Catching the ciliates in flagrante delicto, the researchers compared genes that were expressed during mating and those that were expressed during normal growth. The researchers identified one pair of genes that was active only during mating. When they inactivated this pair of genes, Tetrahymena no longer mated, making those genes good candidates for those that determine sex. (Also see “Heat Triggers Sex Change in Lizards by ‘Turning Off’ Key Gene.”)
The researchers then scoured the genome sequence of Tetrahymena, and they found six copies of these mating-type genes in the germline nucleus, one for each sex.
These six sexes were clustered together on a small segment of DNA, one right after the other. This array is bookended by the standard start and finish of a protein-coding gene. The next question the scientists had to answer was how Tetrahymena got from six or seven pairs of mating-type genes down to one.
In experiments, the team showed that, during mating, Tetrahymena randomly sort, snip, and rearrange the six or seven pairs of the mating-type genes until the organism is left with just one pair of genes on its somatic nucleus.
“It’s as if they had a roulette wheel with numbers on it and just gave it a spin,” Orias said.
Tetrahymena retains the full array of mating-type gene pairs on its germline nucleus for the next time it finds itself hungry and hears the soft sounds of Barry White playing in the background, so to speak.

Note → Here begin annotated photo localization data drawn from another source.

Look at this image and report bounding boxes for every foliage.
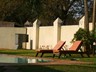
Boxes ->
[0,0,93,26]
[72,28,95,47]
[39,0,78,25]
[0,0,41,26]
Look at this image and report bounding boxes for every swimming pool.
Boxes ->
[0,55,52,64]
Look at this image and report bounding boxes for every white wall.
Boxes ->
[26,17,93,50]
[39,26,54,48]
[26,27,33,49]
[61,25,79,48]
[0,27,26,49]
[0,17,93,50]
[26,18,80,50]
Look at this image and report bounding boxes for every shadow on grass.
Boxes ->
[1,64,96,72]
[18,65,64,72]
[0,65,64,72]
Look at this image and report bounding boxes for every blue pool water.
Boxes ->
[0,55,51,64]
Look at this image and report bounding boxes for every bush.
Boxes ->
[72,28,95,52]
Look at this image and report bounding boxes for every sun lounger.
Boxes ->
[35,41,66,57]
[53,41,90,58]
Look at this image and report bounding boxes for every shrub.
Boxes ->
[72,28,95,52]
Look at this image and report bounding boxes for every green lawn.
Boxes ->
[0,49,35,56]
[0,49,96,72]
[18,65,96,72]
[0,49,95,62]
[0,65,96,72]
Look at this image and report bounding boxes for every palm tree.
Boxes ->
[83,0,91,53]
[92,0,96,55]
[92,0,96,32]
[84,0,89,31]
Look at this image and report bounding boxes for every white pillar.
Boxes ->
[53,18,62,46]
[33,19,41,49]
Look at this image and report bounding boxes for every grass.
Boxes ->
[0,65,96,72]
[17,65,96,72]
[0,49,96,72]
[0,49,36,56]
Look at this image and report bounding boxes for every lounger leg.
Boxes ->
[58,53,62,58]
[86,52,90,57]
[41,53,44,57]
[53,54,55,58]
[80,53,84,57]
[35,53,39,57]
[79,49,84,57]
[69,54,71,56]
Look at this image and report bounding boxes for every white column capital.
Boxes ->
[33,19,41,27]
[53,17,63,25]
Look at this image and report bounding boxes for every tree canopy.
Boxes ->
[0,0,94,26]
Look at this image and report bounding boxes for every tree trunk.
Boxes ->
[92,0,96,55]
[92,0,96,32]
[84,0,89,32]
[83,0,90,54]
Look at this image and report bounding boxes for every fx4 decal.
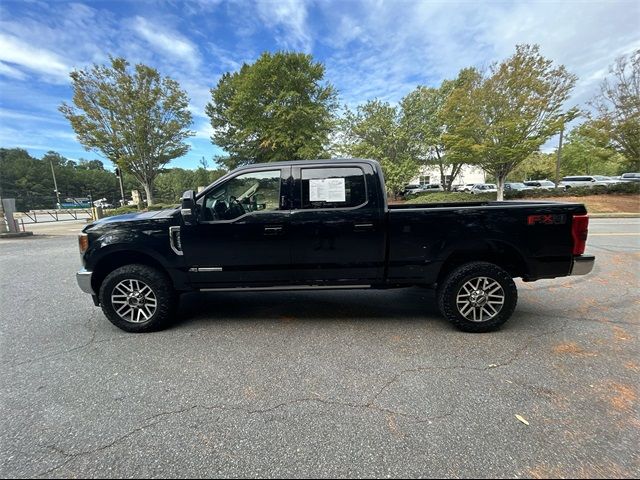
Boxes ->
[527,214,567,225]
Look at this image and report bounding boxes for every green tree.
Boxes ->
[154,167,226,203]
[508,151,556,181]
[338,100,420,197]
[206,52,338,169]
[443,45,577,200]
[589,49,640,171]
[560,122,625,175]
[401,79,466,190]
[0,148,122,210]
[59,57,194,205]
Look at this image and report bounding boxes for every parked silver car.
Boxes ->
[470,183,497,194]
[523,180,557,190]
[619,173,640,182]
[558,175,618,189]
[504,182,532,192]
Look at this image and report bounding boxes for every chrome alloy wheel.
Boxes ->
[456,276,505,322]
[111,279,158,323]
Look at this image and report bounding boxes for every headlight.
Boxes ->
[78,233,89,254]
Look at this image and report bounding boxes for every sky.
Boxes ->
[0,0,639,170]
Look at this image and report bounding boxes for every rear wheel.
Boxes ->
[99,264,176,333]
[438,262,517,332]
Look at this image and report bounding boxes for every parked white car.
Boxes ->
[618,172,640,182]
[453,183,476,192]
[558,175,618,189]
[523,180,557,190]
[504,182,533,192]
[93,198,114,209]
[470,183,497,194]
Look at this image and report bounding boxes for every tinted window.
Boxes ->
[301,167,366,209]
[202,170,281,221]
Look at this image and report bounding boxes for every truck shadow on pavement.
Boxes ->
[174,287,447,329]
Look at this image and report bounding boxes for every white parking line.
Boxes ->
[589,233,640,236]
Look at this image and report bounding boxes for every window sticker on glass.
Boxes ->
[309,178,346,202]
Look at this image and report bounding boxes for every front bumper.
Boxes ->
[570,255,595,276]
[76,268,94,294]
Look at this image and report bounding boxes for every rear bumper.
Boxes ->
[570,255,595,276]
[76,268,94,294]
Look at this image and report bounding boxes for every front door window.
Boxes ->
[201,170,281,221]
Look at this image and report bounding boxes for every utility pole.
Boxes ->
[555,123,564,187]
[115,167,125,206]
[49,157,61,208]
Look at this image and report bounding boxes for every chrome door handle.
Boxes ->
[354,223,374,232]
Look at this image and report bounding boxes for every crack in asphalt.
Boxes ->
[6,305,619,370]
[38,417,167,477]
[366,319,570,409]
[36,395,455,477]
[34,321,571,476]
[6,317,99,368]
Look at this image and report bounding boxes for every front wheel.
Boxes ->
[438,262,517,332]
[99,264,177,333]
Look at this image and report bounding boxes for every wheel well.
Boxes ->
[91,251,168,293]
[437,243,528,286]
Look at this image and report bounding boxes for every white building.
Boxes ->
[409,164,486,188]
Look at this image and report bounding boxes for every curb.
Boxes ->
[590,213,640,218]
[0,231,35,239]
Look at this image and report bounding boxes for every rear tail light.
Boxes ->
[571,214,589,255]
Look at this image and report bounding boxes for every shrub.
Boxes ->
[102,206,138,217]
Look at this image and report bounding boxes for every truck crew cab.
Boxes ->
[76,159,594,333]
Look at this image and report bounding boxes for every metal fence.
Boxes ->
[3,193,94,224]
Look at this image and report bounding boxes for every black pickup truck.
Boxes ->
[76,159,594,333]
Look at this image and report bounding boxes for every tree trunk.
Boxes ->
[496,176,505,201]
[143,183,154,206]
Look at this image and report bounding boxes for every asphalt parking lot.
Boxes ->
[1,218,639,478]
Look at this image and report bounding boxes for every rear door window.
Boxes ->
[301,167,367,209]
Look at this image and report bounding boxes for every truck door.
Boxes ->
[289,163,386,283]
[181,167,292,286]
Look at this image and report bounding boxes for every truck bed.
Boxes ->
[386,200,587,283]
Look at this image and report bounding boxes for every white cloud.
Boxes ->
[0,61,27,80]
[0,107,66,124]
[194,121,214,140]
[256,0,312,51]
[0,33,70,82]
[319,0,640,114]
[132,16,201,67]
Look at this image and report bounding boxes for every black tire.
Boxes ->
[437,262,517,333]
[99,264,176,333]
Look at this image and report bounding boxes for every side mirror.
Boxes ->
[254,194,266,210]
[180,190,197,225]
[591,179,596,182]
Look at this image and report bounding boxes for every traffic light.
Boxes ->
[115,167,121,178]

What’s more, this one gene pair is likely expressed on the membrane of the cell. This makes sense, Orias explained, because Tetrahymena frequently touch before mating. It could be that this touch lets Tetrahymena determine the sex of the individual, not unlike how parents frequently dress their babies in either pink or blue to indicate gender. (See “Behind the Scenes at a NatGeo Baby Cover Shoot.”)
Understanding Tetrahymena‘s strange sexual behaviors has a larger impact than just figuring out how one particular group of species finds a mate, the team added. The research also can help researchers better understand how DNA is spliced and recombined in other species, which is important in the development of immune function and even potentially cancer cells.
If Tetrahymena ever needed a dating service, however, these seven-sexed critters would likely pay a fortune.